In the following examples, the v1.2 service provider is backwards compatible and interacts with a v1.1 consumer. However, the schemas are not designed to be forwards compatible - they do not support XML extensibility (schema wildcards). In this scenario, the consumer can do either XSD validation of response messages against the v1.1 schema, or do 'validation by projection' of response messages - i.e. do "ignore unkown" validation. Doing 'validation by projection' is a recommended practice for compatibility and really simplifies building SOA solutions - this is also how WCF validates messages. So how to handle consumers that only do XSD validation, without relying on schema wildcards?

In REST, the consumer can put an "accept formats" header in the v1.1 request message, and the service provider can then respond with a v1.1 schema even if the service version is v1.2. The service provider adheres to it's obligations by being backwards compatible, and the consumer is allowed to express it's version expectation - the service has bilateral contracts.

Service Virtualization is a mechanism that can help with service versioning. The task of such an abstract endpoint intermediary is to handle versioning through both service compatibility and schema compatibility. A virtual service supports multiple versions of the service on the same endpoint, and must be capable of processing older requests. The virtual endpoint must have a mechanism that allows for the latest major v1.2 provider to handle v1.1 consumers. The intermediary mediates between the schema versions by transforming or projecting/enriching the messages as needed.

Back to the example, the service provider v1.2 response message can be stripped down to a v1.1 message by the intermediary as it is sent back to the consumer. The net effect is that the service has virtual bilateral contracts.

In messaging in general, by definition there are no duplex channels, only one-way channels (see
Enterprise Integration Patterns by Hohpe/Woolf). On top of this, you can have a logical two-way channel for message exchange patterns such as request-response, specified using a "reply-to" address and a "reply-format" (bilateral contracts). The message compatibility is defined by the schema constructs, but just as in REST, the version of the incoming message does not dictate the version of the response message. It is the implementation of the endpoint that processes the messages that defines the compatibility policy of the endpoint, not the schemas.

So, service compatibility do not require using forwards compatible schemas in addition to backwards compatible schemas. The message validation policy is what defines service compatibility.
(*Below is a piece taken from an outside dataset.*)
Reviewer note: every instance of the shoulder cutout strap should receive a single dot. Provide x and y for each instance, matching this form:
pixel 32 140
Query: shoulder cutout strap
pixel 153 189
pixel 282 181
It is of course much simpler to just have a service compatibility policy based on that the schemas used in the services must be both forwards and backwards compatible - as shown in the "SOAP-style unilateral contracts" service compatibility figures.

Click figures to enlarge.

This way, the service provider or consumer platform need not handle "request-format" and "reply-format" that have different versions. In such a unilateral schema compatibility policy world, services are just intrinsically compatible through schema compatibility.